1 (Modifié par braggy 03/08/2018 à 23:13)

"Prends un siège, Cinna, assieds-toi par terre"

Bonjour à tous,

(j'espère poster dans la bonne section)

Vous êtes nombreux à connaître le célèbre quatrain :

« Prends un siège, Cinna, assieds-toi par terre,
Et si tu veux parler, commence par te taire.
Ton nom est invaincu et non pas invincible
Et mon pied dans ton c** reste chose possible/n’est pas chose impossible
 ».

La sagesse populaire l’attribue à Raymond Rua, . B. Cinna, parodie en 5 actes et en bônois de la tragédie de Corneille "Cinna", paru en 1970 chez Lienhart et Cie, mais c’est tout-à-fait faux :

Etant curieux, je suis allé à la BM de Lyon qui compte le second exemplaire référencé que j’aie trouvé (le premier se trouve dans la réserve de la BNF, c’est le dépôt légal, il est encore plus pénible à dégotter) et j’ai lu ce qu’il y avait à lire et reproduit ce qu’il y avait  à reproduire, et voici ce que l’on trouve dans l’acte V scène 1, qui parodie le texte de Corneille  :

« AUGUSTE
Prends un siège, Cinna, prends, et sur toute chose
Observe exactement la loi que je t'impose :
Prête, sans me troubler, l'oreille à mes discours ;
D'aucun mot, d'aucun cri, n'en interromps le cours ;
Tiens ta langue captive ; et si ce grand silence
À ton émotion fait quelque violence,
Tu pourras me répondre après tout à loisir :
Sur ce point seulement contente mon désir.
 »


« ZOZèPHE
Ma reste pas debout, qu’on parle en camarades ;
Assis-toi, B. Cinna, prends-toi le siège en or.

B. CINNA
Si t te prends un siège, ô B. Cinna, ti es mort.
Il va te faire un coup comme on dit dans Corneille :
Et vas-y qu’i’ te parle et toi tu tends l’oreille ;
Un doux murmure il court dans le vent de sa voix,
Tu croirais que le son di cor est dans les bois,
Rien que c’est lui qui tchatche… et à la fin : nèïèque.
(...) »

(oui, « Cinna bis » est devenu « B. Cinna » et Auguste est devenu Zozèphe, maire de Bône, auquel il faut faire payer son inzustice.)

Alors autant j’adore débusquer les mythes, autant ma curiosité reste cruellement insatisfaite.

Auriez-vous une idée d’où trouver l’origine de cette citation ? Des auteurs à proposer ?
J’ai cherché du côté de Reboux et Muller, « A la manière de », mais sauf erreur de ma part, ils ne sont pas attaqués à Corneille.
On me dit que Pierre Dac aurait parodié Phèdre : sauriez-vous s’il s’est attaqué à Cinna ?

2 (Modifié par lamaneur 04/08/2018 à 11:41)

"Prends un siège, Cinna, assieds-toi par terre"

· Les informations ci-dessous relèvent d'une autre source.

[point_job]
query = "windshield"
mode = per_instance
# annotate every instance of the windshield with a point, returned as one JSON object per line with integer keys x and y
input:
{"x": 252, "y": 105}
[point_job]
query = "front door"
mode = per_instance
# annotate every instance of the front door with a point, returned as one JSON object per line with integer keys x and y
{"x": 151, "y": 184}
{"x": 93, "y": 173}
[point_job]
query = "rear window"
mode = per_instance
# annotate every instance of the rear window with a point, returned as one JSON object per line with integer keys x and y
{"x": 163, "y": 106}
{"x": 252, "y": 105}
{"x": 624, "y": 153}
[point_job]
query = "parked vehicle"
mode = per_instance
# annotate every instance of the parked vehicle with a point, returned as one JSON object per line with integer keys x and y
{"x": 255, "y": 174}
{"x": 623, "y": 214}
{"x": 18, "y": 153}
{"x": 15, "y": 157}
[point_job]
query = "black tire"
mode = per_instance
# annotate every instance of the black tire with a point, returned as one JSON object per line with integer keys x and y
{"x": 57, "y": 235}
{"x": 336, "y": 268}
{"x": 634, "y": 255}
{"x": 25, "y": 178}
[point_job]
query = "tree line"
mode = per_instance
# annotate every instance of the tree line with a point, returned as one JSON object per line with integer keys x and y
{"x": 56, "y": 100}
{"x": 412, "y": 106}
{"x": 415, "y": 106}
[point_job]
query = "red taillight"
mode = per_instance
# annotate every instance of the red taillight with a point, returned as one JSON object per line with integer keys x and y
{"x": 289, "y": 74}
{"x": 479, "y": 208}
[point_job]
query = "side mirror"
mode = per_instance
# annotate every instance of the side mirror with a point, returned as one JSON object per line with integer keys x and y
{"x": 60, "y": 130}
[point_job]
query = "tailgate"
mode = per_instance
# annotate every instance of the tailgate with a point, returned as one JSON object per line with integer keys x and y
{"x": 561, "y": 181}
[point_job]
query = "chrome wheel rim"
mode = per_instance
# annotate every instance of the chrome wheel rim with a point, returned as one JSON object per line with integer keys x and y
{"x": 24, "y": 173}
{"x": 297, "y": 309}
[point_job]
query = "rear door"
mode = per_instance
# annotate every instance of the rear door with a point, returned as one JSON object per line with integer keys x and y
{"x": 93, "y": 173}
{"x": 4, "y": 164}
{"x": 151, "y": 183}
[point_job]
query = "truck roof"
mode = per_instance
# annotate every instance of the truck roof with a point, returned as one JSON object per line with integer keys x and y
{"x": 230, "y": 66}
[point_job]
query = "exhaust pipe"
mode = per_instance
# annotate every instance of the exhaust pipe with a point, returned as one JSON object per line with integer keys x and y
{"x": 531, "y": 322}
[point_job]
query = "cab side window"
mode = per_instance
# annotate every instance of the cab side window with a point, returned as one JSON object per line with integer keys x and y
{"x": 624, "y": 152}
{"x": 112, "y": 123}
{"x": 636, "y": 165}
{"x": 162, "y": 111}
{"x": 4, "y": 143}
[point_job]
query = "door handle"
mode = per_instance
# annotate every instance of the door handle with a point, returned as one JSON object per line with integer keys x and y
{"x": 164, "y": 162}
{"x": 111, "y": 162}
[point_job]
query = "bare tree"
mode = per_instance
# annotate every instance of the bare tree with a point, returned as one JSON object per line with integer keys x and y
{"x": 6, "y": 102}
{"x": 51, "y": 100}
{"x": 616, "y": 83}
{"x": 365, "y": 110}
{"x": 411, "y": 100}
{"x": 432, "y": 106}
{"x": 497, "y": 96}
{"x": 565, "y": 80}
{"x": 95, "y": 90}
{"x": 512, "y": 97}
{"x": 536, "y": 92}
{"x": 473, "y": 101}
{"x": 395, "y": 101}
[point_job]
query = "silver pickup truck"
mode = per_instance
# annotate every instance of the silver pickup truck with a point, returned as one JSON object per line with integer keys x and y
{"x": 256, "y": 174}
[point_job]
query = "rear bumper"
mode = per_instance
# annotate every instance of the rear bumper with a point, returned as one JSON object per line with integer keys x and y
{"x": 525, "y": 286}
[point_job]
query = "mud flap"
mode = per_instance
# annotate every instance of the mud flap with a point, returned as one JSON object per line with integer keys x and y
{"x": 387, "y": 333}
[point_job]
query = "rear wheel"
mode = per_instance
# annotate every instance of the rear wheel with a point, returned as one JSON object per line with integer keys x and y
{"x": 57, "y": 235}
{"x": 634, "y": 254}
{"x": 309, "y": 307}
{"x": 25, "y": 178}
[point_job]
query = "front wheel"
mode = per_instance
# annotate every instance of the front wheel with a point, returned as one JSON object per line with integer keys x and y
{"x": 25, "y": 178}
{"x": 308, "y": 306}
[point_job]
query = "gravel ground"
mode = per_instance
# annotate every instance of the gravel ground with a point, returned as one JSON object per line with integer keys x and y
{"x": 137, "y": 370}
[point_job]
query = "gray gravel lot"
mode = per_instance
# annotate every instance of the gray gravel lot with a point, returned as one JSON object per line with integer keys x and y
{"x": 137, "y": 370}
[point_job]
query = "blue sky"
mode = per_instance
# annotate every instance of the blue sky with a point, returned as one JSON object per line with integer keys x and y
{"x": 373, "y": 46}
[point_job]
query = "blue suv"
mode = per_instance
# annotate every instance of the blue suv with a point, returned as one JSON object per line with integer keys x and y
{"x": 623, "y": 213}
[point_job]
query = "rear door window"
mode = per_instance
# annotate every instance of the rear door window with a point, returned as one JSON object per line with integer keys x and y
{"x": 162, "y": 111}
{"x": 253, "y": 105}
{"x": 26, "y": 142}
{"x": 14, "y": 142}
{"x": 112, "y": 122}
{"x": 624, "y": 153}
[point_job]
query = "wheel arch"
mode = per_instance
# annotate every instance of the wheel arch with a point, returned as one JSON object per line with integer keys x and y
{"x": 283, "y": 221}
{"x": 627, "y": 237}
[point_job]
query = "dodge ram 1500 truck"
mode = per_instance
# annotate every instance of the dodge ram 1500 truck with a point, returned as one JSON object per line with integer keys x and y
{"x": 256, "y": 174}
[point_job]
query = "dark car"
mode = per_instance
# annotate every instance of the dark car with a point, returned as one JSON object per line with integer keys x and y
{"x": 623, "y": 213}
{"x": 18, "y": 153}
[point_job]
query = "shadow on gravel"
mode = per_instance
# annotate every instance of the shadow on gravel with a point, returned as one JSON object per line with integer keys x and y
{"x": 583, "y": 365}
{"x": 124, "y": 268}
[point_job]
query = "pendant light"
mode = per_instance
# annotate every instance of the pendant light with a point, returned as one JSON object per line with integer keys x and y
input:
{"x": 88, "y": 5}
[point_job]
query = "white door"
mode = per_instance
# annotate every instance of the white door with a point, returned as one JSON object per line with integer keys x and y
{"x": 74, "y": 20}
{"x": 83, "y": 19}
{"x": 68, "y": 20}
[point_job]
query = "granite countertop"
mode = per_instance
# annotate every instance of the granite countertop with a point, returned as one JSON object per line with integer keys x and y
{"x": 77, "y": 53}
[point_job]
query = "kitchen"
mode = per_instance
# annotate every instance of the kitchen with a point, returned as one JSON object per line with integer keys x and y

Je retrouve des citations du premier vers dès le début du XXe siècle (1905). C'est une blague probablement anonyme et à auteurs multiples,  transmise oralement par des générations de potaches. Le second vers est aussi connu à la même époque, pas forcément associé au premier vers. Les vers suivants ont dû venir plus tard et font l'objet de plusieurs variantes.
http://compaproust.canalblog.com/archiv … 66628.html
(ce dernier cite aussi à tort Rua comme auteur).